UPDATE Followining up on the helpful comments from SimonO101 and Ari, here's some benchmarking comparing dataframes and data.tables, loops and lapply, and with and without gc
# self-contained speed test of untable
n = 50; i = 100
WORD <- vector(mode = "integer", length = n)
for (i in 1:n){
WORD[i] <- paste(sample(c(rep(0:9,each=5),LETTERS,letters),5,replace=TRUE),collapse='')
}
# as data table
library(data.table)
dat_dt <- data.table(WORD = WORD, COUNTS = sample(1:50, n, replace = TRUE))
dat_list_dt <- lapply(1:i, function(i) dat_dt)
# as data frame
dat_df <- data.frame(WORD = WORD, COUNTS = sample(1:50, n, replace = TRUE))
dat_list_df <- lapply(1:i, function(i) dat_df)
# increase object size
y <- 10
dt <- c(rep(dat_list_dt, y))
df <- c(rep(dat_list_df, y))
# untable
untable <- function(x) rep(x$WORD, times = x$COUNTS)
# preallocate objects for loop to fill
df1 <- vector("list", length = length(df))
dt1 <- vector("list", length = length(dt))
df3 <- vector("list", length = length(df))
dt3 <- vector("list", length = length(dt))
# functions for lapply
df_untable_gc <- function(x) { untable(df[[x]]); if (x%%10) invisible(gc()) }
dt_untable_gc <- function(x) { untable(dt[[x]]); if (x%%10) invisible(gc()) }
# speedtests
library(microbenchmark)
microbenchmark(
for(i in 1:length(df)) { df1[[i]] <- untable(df[[i]]); if (i%%10) invisible(gc()) },
for(i in 1:length(dt)) { dt1[[i]] <- untable(dt[[i]]); if (i%%10) invisible(gc()) },
df2 <- lapply(1:length(df), function(i) df_untable_gc(i)),
dt2 <- lapply(1:length(dt), function(i) dt_untable_gc(i)),
for(i in 1:length(df)) { df3[[i]] <- untable(df[[i]])},
for(i in 1:length(dt)) { dt3[[i]] <- untable(dt[[i]])},
df4 <- lapply(1:length(df), function(i) untable(df[[i]]) ),
dt4 <- lapply(1:length(dt), function(i) untable(dt[[i]]) ),
times = 10)
And here are the results, without explicit garbage collection, data.table is much faster and lapply slightly faster than a loop. With explicit garbage collection (as I think SimonO101 might be suggesting) they are all much the same speed - a lot slower! I know that using gc is a bit controversial and probably not helpful in this case, but I'll give it a shot with my actual use-case and see if it makes any difference. Of course I don't have any data on memory use for any of these functions, which is really my main concern. Seems that there is no function for memory benchmarking equivalent to the timing functions (for windows, anyway).
Unit: milliseconds
expr
for (i in 1:length(df)) { df1[[i]] <- untable(df[[i]]) if (i%%10) invisible(gc()) }
for (i in 1:length(dt)) { dt1[[i]] <- untable(dt[[i]]) if (i%%10) invisible(gc()) }
df2 <- lapply(1:length(df), function(i) df_untable_gc(i))

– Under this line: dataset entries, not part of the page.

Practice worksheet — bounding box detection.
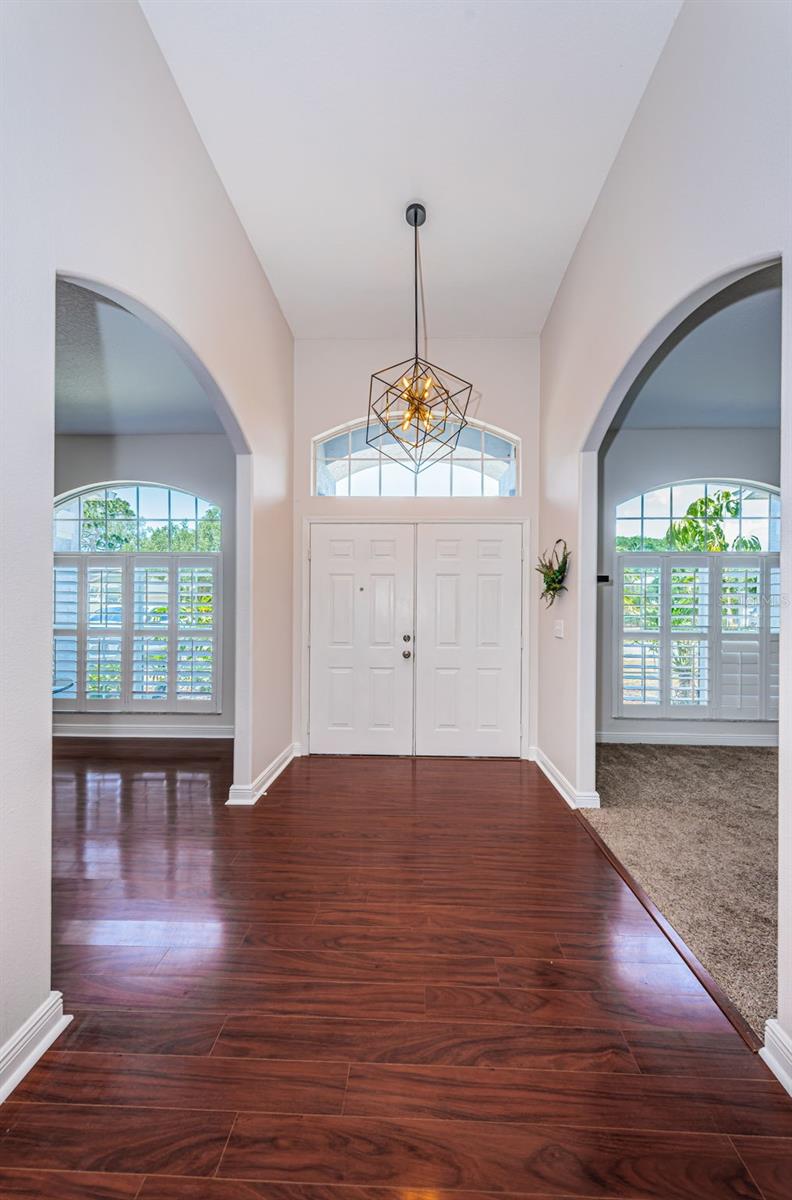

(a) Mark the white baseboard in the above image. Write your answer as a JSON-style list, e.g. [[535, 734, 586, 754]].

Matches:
[[53, 721, 234, 738], [226, 742, 295, 804], [596, 730, 779, 746], [760, 1019, 792, 1096], [528, 746, 600, 809], [0, 991, 71, 1104]]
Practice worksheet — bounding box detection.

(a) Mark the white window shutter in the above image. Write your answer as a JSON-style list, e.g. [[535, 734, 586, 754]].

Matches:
[[613, 552, 780, 721], [53, 552, 222, 713]]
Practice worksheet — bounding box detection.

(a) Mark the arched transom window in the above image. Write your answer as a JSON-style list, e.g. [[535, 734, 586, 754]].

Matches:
[[613, 480, 781, 721], [616, 479, 781, 553], [53, 481, 222, 713], [54, 484, 222, 554], [313, 421, 517, 497]]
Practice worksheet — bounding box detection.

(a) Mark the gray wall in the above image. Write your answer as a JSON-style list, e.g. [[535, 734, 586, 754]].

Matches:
[[596, 428, 780, 744], [55, 433, 236, 737]]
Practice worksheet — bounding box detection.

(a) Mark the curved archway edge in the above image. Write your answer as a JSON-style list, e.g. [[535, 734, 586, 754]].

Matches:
[[575, 254, 780, 803], [56, 271, 251, 455], [55, 270, 253, 782]]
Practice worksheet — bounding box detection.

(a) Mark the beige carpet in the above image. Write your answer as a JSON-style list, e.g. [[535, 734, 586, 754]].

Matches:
[[583, 744, 778, 1034]]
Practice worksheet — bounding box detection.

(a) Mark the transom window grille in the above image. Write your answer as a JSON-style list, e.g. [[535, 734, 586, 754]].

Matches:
[[616, 480, 781, 553], [614, 551, 781, 720], [53, 484, 222, 554], [313, 422, 517, 497], [53, 484, 221, 713]]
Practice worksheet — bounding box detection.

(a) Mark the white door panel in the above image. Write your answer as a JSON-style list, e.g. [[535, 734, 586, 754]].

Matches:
[[415, 524, 522, 756], [310, 524, 415, 755]]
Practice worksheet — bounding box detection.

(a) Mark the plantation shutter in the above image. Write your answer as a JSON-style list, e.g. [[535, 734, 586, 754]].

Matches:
[[614, 552, 780, 720], [53, 553, 221, 713]]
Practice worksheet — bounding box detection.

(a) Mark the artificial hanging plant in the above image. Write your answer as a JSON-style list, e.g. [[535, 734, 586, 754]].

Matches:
[[536, 538, 570, 608]]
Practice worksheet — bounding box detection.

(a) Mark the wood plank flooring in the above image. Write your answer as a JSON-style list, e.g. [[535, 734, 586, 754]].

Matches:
[[0, 742, 792, 1200]]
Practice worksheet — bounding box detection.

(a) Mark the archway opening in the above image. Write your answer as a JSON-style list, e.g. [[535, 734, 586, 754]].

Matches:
[[581, 265, 781, 1042]]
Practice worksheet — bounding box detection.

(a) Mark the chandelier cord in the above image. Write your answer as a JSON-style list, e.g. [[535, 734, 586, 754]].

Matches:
[[413, 221, 418, 359]]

dt2 <- lapply(1:length(dt), function(i) dt_untable_gc(i))
for (i in 1:length(df)) { df3[[i]] <- untable(df[[i]]) }
for (i in 1:length(dt)) { dt3[[i]] <- untable(dt[[i]]) }
df4 <- lapply(1:length(df), function(i) untable(df[[i]]))
dt4 <- lapply(1:length(dt), function(i) untable(dt[[i]]))
min lq median uq max neval
37436.433962 37955.714144 38663.120340 39142.350799 39651.88118 10
37354.456809 38493.268121 38636.424561 38914.726388 39111.20439 10
36959.630896 37924.878498 38314.428435 38636.894810 39537.31465 10
36917.765453 37735.186358 38106.134494 38563.217919 38751.71627 10
28.200943 29.221901 30.205502 31.616041 34.32218 10
10.230519 10.418947 10.665668 12.194847 14.58611 10
26.058039 27.103217 27.560739 28.189448 30.62751 10
8.835168 8.904956 9.214692 9.485018 12.93788 10
If you really are going to be using very large data you can use the h5r package to write hdf5 files. You would be writing to and reading from your hard drive on the fly instead of using RAM. I have not used this so I can be of little help on it's general usage, I mention this because I think there's is no tutorial for it. I got this idea by thinking about pytables. Not sure if this solution is appropriate for you.